Wednesday, August 8, 2012

Behind the scenes: Obama and the NDAA

Via Don


Additional research and investigation into the controversial National Defense Authorization Act found something very interesting is not apparently being reported by the U.S. media. Readers will recall that controversy that surrounded the liberty-threatening NDAA legislation, passed with bipartisan support in the House and Senate and signed into law by Barack Hussein Obama last New Year’s Eve. That law essentially gave the government the right to arrest and detain, without due process, American citizens on significantly vague and broad charges ostensibly related to terrorism. The legislation opened a “Pandora’s box” of unpleasant possibilities that undermine our Constitutional rights and threaten our liberties unlike any othertime in our national history.

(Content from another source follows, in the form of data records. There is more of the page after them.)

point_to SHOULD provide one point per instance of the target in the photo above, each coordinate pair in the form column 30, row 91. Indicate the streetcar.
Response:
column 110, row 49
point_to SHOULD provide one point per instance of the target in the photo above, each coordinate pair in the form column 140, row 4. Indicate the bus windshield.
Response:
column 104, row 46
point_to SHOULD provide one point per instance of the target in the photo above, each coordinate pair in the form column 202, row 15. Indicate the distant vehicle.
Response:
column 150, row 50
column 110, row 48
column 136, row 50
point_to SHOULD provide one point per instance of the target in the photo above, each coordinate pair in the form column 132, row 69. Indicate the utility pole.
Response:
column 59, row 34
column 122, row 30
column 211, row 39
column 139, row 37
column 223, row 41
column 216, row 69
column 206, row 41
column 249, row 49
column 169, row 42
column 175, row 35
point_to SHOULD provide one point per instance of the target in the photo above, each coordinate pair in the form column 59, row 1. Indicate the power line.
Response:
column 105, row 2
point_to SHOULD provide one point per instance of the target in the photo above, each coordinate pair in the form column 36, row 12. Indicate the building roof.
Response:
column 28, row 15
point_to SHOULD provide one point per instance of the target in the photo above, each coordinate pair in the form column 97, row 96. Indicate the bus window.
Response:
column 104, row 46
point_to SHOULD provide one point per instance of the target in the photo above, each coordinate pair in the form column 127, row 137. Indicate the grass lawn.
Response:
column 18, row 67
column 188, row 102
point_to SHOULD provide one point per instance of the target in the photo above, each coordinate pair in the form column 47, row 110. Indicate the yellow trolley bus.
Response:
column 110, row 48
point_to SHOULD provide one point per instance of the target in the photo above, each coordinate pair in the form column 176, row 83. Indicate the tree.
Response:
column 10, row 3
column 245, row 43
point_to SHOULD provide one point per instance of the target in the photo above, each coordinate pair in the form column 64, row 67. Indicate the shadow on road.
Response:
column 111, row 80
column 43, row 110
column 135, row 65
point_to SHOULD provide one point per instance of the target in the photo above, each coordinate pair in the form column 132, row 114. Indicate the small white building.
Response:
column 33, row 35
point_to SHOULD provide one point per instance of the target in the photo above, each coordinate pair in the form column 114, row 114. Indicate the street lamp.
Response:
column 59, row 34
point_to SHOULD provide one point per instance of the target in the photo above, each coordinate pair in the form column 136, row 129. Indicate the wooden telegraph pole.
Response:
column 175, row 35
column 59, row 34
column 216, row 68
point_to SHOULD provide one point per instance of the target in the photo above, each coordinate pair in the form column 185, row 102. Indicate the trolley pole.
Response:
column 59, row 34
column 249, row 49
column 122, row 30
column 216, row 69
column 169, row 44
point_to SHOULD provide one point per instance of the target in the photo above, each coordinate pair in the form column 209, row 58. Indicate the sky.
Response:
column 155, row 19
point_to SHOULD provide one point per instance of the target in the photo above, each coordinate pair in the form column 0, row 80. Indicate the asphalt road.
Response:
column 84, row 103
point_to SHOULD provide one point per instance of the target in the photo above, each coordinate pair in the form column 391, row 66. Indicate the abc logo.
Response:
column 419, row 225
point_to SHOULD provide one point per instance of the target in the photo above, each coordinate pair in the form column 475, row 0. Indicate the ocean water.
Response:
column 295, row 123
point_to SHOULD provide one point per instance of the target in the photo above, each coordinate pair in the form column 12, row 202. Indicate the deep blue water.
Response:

Supporters of the NDAA, along with the media, were quick to point to a “signing statement” penned by Obama expressing his concern over the liberty restricting rights of the law, as if that somehow made the language of the new law suddenly conform to the U.S. Constitution and Bill of Rights. Obviously, it did no such thing, but people were apparently comforted by this eight-page cross-my-heart promise that Obama and his redesigned national security apparatus would never use it for “bad.” Obama said he was uncomfortable with the particular language of section 1021 (and related portions) that called for arrests and indefinite detentions of U.S. citizens under the broad brush of terrorism.

Despite what you’ve been told, it is obvious that Obama and his cohorts are not uncomfortable with those provisions, and are quietly fighting to make sure the controversial provisions remain.